Per the Centers for Disease Control, “Asthma is a disease that affects your lungs…Asthma causes wheezing, breathlessness, chest tightness, and coughing at night or early in the morning. If you have asthma, you have it all the time, but you will have asthma attacks only when something bothers your lungs.”

“Occupational asthma occurs when someone who never had asthma develops it because he or she is exposed to something at work. This can happen if you develop an allergy to something at work such as mold or if you are exposed to irritants such as wood dust or chemicals at work over and over at lower levels or all at once at higher levels.” Supra.

What is It About Pools that Can Bring on Asthma?

The term commonly used with respect to Occupational Asthma, in this setting, is Disinfection By Products (DBPs.)

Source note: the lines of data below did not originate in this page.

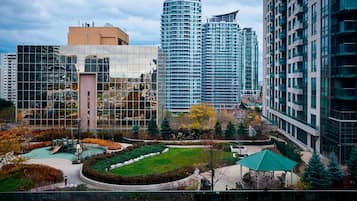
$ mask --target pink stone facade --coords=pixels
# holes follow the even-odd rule
[[[79,113],[81,130],[97,128],[97,79],[95,74],[80,74],[79,77]]]

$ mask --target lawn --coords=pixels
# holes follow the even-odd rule
[[[123,176],[145,176],[162,174],[180,169],[182,167],[194,166],[205,168],[209,164],[210,150],[202,148],[170,148],[164,154],[153,156],[135,162],[133,164],[111,170],[111,173]],[[213,159],[215,166],[223,163],[232,163],[232,153],[214,150]]]

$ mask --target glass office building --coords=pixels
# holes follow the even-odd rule
[[[16,104],[16,54],[0,54],[0,97]]]
[[[201,102],[201,1],[165,0],[161,47],[165,66],[165,109],[188,112]]]
[[[252,28],[242,32],[242,94],[259,95],[258,86],[258,38]]]
[[[82,131],[157,119],[158,47],[17,47],[17,120]]]
[[[218,110],[240,104],[242,34],[237,13],[214,16],[202,29],[202,101]]]
[[[357,3],[264,0],[263,115],[304,149],[357,145]]]

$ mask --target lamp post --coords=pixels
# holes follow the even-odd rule
[[[81,126],[81,119],[80,118],[78,118],[77,119],[77,124],[78,124],[78,130],[77,130],[77,147],[76,147],[76,149],[77,149],[77,160],[78,160],[78,162],[80,161],[80,158],[79,158],[79,152],[80,152],[80,149],[81,149],[81,145],[80,145],[80,142],[79,142],[79,139],[80,139],[80,126]]]

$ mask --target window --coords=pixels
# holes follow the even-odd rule
[[[311,72],[316,72],[316,40],[311,42]]]
[[[316,78],[311,78],[311,108],[316,108]]]
[[[311,6],[311,35],[316,35],[316,3]]]
[[[316,115],[311,114],[311,126],[316,128]]]

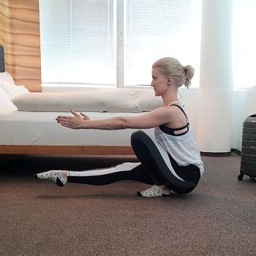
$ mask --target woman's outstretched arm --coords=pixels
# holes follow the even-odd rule
[[[74,116],[59,116],[56,119],[62,126],[71,129],[149,129],[170,121],[170,108],[161,107],[141,115],[121,116],[105,119],[91,120],[88,116],[70,110]]]

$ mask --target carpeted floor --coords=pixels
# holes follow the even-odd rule
[[[142,198],[120,181],[60,188],[32,174],[136,162],[133,157],[0,157],[0,255],[255,255],[256,181],[238,181],[240,156],[203,157],[186,195]]]

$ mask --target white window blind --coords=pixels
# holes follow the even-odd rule
[[[42,83],[149,85],[173,56],[196,69],[201,0],[39,0]]]
[[[113,0],[40,0],[42,82],[116,83]]]
[[[195,68],[199,86],[201,1],[127,0],[125,13],[126,85],[150,84],[152,64],[170,56]]]

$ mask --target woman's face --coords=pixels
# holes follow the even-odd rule
[[[160,73],[157,68],[152,68],[151,86],[156,96],[162,95],[168,88],[167,78]]]

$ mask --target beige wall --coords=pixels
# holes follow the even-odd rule
[[[38,0],[0,0],[0,44],[15,83],[41,91]]]

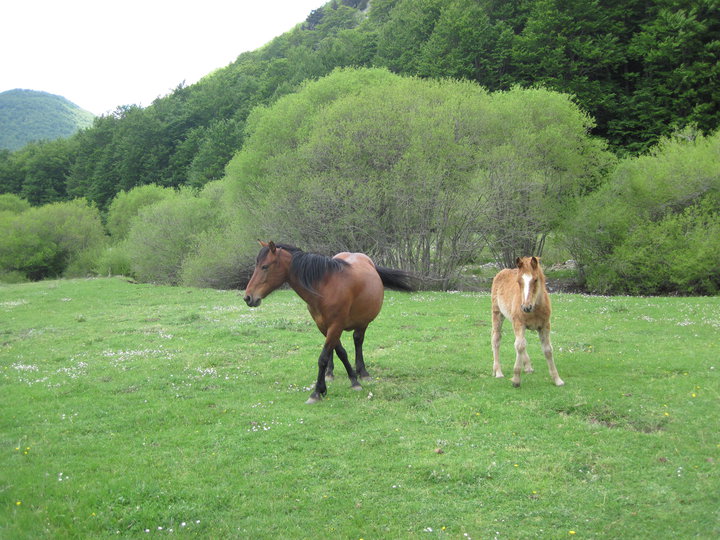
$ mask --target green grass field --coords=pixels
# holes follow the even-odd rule
[[[387,292],[307,406],[292,291],[2,286],[0,538],[719,537],[720,298],[553,307],[564,387],[534,335],[491,377],[487,294]]]

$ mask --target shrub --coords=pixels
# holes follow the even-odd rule
[[[620,163],[565,238],[589,290],[716,294],[720,132],[684,131]]]
[[[98,276],[132,276],[132,263],[125,242],[107,246],[93,261]]]
[[[130,191],[121,191],[115,196],[108,208],[108,232],[116,240],[126,238],[132,220],[142,208],[171,197],[173,194],[172,188],[155,184],[139,186]]]
[[[146,206],[132,221],[127,251],[140,281],[177,285],[186,256],[199,235],[216,226],[218,212],[209,199],[190,190]]]
[[[25,199],[21,199],[12,193],[3,193],[0,195],[0,212],[10,212],[12,214],[21,214],[25,210],[30,209],[30,203]]]
[[[8,216],[0,219],[0,269],[33,280],[87,274],[106,240],[100,213],[85,199]]]

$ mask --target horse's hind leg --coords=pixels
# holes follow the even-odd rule
[[[545,360],[547,360],[548,363],[550,377],[555,383],[555,386],[562,386],[565,382],[560,378],[560,375],[558,375],[557,368],[555,367],[555,360],[553,360],[552,343],[550,343],[550,328],[541,328],[538,330],[538,335],[540,336],[540,343],[542,344],[543,353],[545,354]]]
[[[353,332],[353,341],[355,342],[355,371],[357,371],[357,374],[361,379],[370,378],[370,374],[365,368],[365,358],[362,353],[362,345],[365,341],[365,330],[367,330],[367,327]]]
[[[348,372],[348,378],[350,379],[350,386],[352,387],[352,389],[362,390],[362,386],[360,386],[360,383],[357,380],[355,370],[350,365],[350,360],[348,360],[347,357],[347,351],[345,351],[345,347],[342,346],[342,343],[338,342],[337,346],[335,347],[335,352],[337,353],[340,361],[343,363],[343,366],[345,366],[345,370]]]
[[[330,351],[330,360],[328,360],[328,365],[325,368],[325,380],[326,381],[334,381],[335,380],[335,374],[333,371],[335,370],[335,364],[332,360],[332,351]]]
[[[502,339],[502,323],[504,317],[499,310],[493,310],[492,318],[493,377],[501,378],[503,374],[500,368],[500,340]]]

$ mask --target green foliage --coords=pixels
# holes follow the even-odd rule
[[[387,292],[373,379],[340,368],[310,407],[322,336],[292,291],[0,287],[0,536],[720,536],[720,298],[553,295],[562,388],[529,335],[535,373],[492,377],[489,314]]]
[[[720,133],[627,158],[581,203],[566,238],[598,292],[716,294]]]
[[[189,189],[143,207],[127,236],[132,273],[140,281],[177,285],[184,259],[217,221],[213,202]]]
[[[67,99],[34,90],[0,92],[0,149],[67,138],[90,127],[94,115]]]
[[[0,270],[38,280],[86,275],[105,243],[97,208],[84,199],[0,214]]]
[[[10,212],[11,214],[21,214],[25,210],[30,209],[30,203],[25,199],[21,199],[12,193],[3,193],[0,195],[0,212]]]
[[[113,239],[117,241],[127,237],[132,220],[143,207],[155,204],[174,193],[171,188],[155,184],[147,184],[118,193],[110,203],[107,215],[107,228]]]
[[[608,162],[590,126],[545,90],[341,70],[257,109],[228,178],[258,236],[447,280],[557,227]]]
[[[0,154],[0,192],[32,204],[85,197],[105,210],[119,191],[148,183],[200,187],[221,178],[255,106],[338,67],[461,78],[490,91],[542,85],[573,96],[618,154],[636,155],[688,124],[705,134],[720,127],[718,9],[714,0],[328,2],[198,83],[96,119],[64,149],[60,169],[35,163],[44,172],[26,178],[34,154]]]
[[[180,282],[190,287],[241,289],[252,276],[258,244],[248,234],[244,214],[227,204],[228,182],[206,184],[200,197],[221,216],[218,226],[197,235],[195,247],[183,260]]]
[[[120,242],[106,246],[93,258],[92,271],[97,276],[134,277],[127,244]]]

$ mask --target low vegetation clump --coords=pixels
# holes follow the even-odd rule
[[[720,301],[553,308],[563,387],[537,340],[521,388],[492,377],[489,295],[386,292],[373,380],[306,406],[292,291],[2,286],[0,537],[720,535]]]

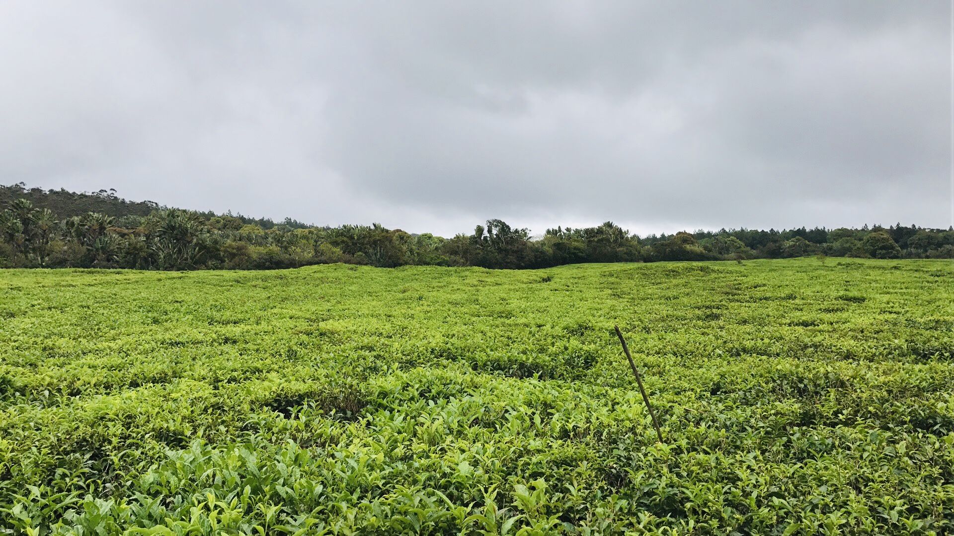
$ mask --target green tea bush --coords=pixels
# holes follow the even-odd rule
[[[0,529],[947,534],[952,275],[7,270]]]

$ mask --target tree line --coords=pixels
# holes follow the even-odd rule
[[[265,270],[345,262],[545,268],[812,255],[954,258],[954,230],[900,223],[861,229],[722,229],[641,237],[607,221],[596,227],[548,229],[542,237],[531,237],[527,229],[490,219],[471,234],[445,238],[377,223],[318,227],[292,219],[277,223],[186,211],[126,201],[114,191],[44,192],[17,184],[0,187],[0,199],[5,196],[9,201],[0,212],[0,267]],[[79,213],[90,206],[103,210]]]

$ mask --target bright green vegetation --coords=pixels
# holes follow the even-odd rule
[[[0,526],[950,533],[952,276],[2,271]]]

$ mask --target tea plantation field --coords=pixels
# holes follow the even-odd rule
[[[950,534],[954,265],[0,271],[0,530]]]

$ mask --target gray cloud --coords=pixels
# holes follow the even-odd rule
[[[949,221],[944,2],[0,4],[0,181],[466,232]]]

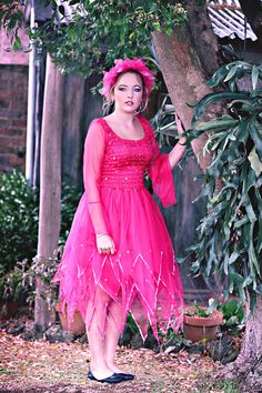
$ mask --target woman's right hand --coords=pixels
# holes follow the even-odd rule
[[[115,245],[109,234],[97,234],[97,248],[100,254],[114,254]]]

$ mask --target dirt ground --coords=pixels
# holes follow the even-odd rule
[[[132,382],[115,385],[89,381],[90,354],[87,343],[49,343],[24,341],[0,331],[0,392],[44,393],[223,393],[206,390],[219,364],[203,354],[154,353],[151,350],[118,350],[118,363],[135,374]],[[201,387],[202,386],[202,387]]]

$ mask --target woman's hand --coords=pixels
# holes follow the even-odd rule
[[[115,245],[113,239],[109,234],[97,234],[97,248],[100,254],[114,254]]]
[[[175,123],[177,123],[177,128],[178,128],[178,134],[180,135],[181,133],[184,132],[184,129],[183,129],[183,125],[182,125],[182,122],[181,122],[179,115],[175,113],[174,117],[175,117]]]

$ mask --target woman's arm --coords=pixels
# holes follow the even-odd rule
[[[104,158],[104,133],[102,127],[93,121],[84,142],[83,182],[89,214],[97,236],[99,253],[114,253],[114,242],[108,233],[103,206],[100,198],[101,167]]]
[[[179,119],[179,117],[177,114],[175,114],[175,122],[178,125],[178,133],[180,135],[181,133],[184,132],[184,130],[183,130],[181,120]],[[187,149],[187,145],[183,144],[185,142],[187,142],[185,137],[180,138],[179,142],[175,144],[175,147],[169,153],[169,162],[170,162],[170,167],[172,169],[179,163],[179,161],[183,157],[183,153],[185,152],[185,149]]]

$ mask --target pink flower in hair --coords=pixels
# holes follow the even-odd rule
[[[109,71],[103,71],[103,88],[100,90],[102,95],[108,97],[119,74],[130,70],[134,70],[140,73],[141,78],[143,79],[145,94],[150,94],[153,88],[154,75],[142,59],[118,59],[114,60],[114,64],[115,66],[113,66]]]

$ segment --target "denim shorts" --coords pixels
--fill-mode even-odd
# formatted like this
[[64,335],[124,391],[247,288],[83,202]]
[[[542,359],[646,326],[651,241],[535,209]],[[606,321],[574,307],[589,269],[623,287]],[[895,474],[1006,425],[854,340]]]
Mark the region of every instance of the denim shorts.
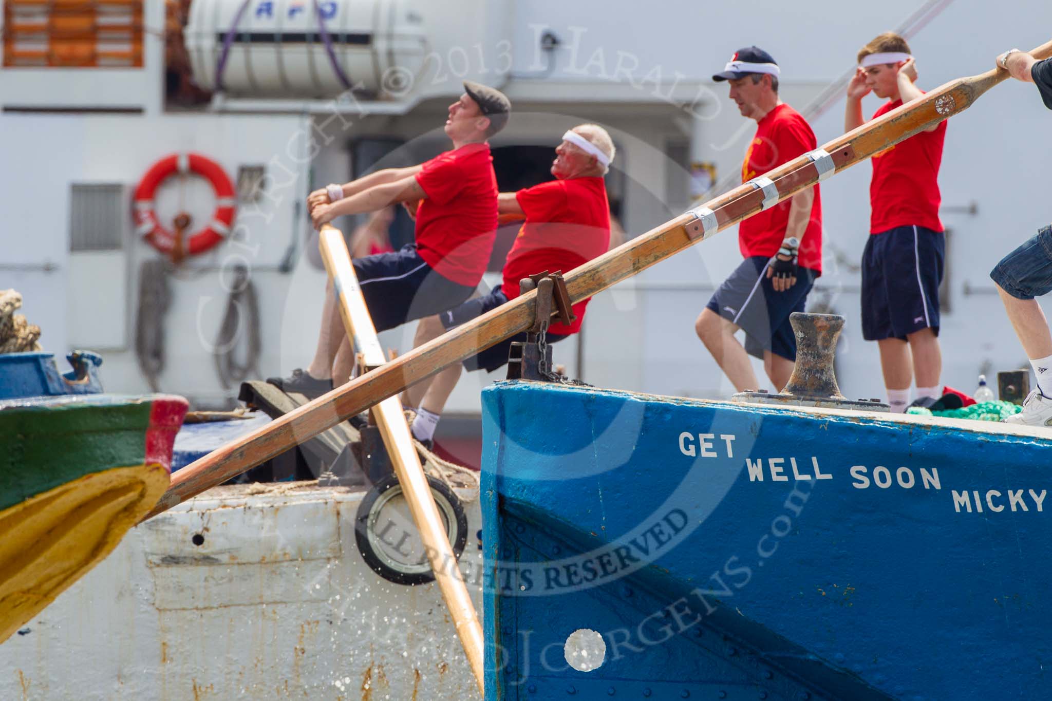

“[T]traditional chemical disinfection processes result in the formation of disinfection by-products (DBPs) (Aggazzotti and Predieri 1986; Aggazzotti et al. 1998; Beech et al. 1980; Chu and Nieuwenhuijsen 2002; Fantuzzi et al. 2001; Glauner et al. 2005; Judd and Jeffrey 1995; Kim et al. 2002; Li and Blatchley 2007; Weil et al. 1980; Weisel and Shepard 1994; Zwiener et al. 2007). The specific types and levels of DBPs formed depend on numerous factors, including the type and amount of disinfectant used, characteristics of the swimming pool and pool water, and swimmer hygiene (Zwiener et al. 2007).” Weisel CP, Richardson SD, Nemery B, et al. Childhood asthma and environmental exposures at swimming pools: state of the science and research recommendations. Environ Health Perspect. 2009;117(4):500-507. doi:10.1289/ehp.11513

One study reported that it was “nitrogrogen trichloride is a cause of occupational asthma. This should be considered when choosing chlorine-based disinfectants that are likely to come into contact with a nitrogen source. It should also be considered in anyone developing occupational asthma working at a swimming pool and is also a likely cause of asthma in those who swim in these pools.  To prevent further cases, much more attention should be paid to the quality of air in indoor swimming buildings, as well as t the care of the chlorine content of the water. Occupational asthma caused by chloramines in indoor swimming-pool air.  K.M. Thickett, J.S. McCoach, J.M. Gerber, S. Sadhra, P.S. Burge, European Respiratory Journal 2002 19:827-832, DOR: 10.1183/09031936.02.00232802

Does the Worker Need to Go In the Water Be at Risk for Injury?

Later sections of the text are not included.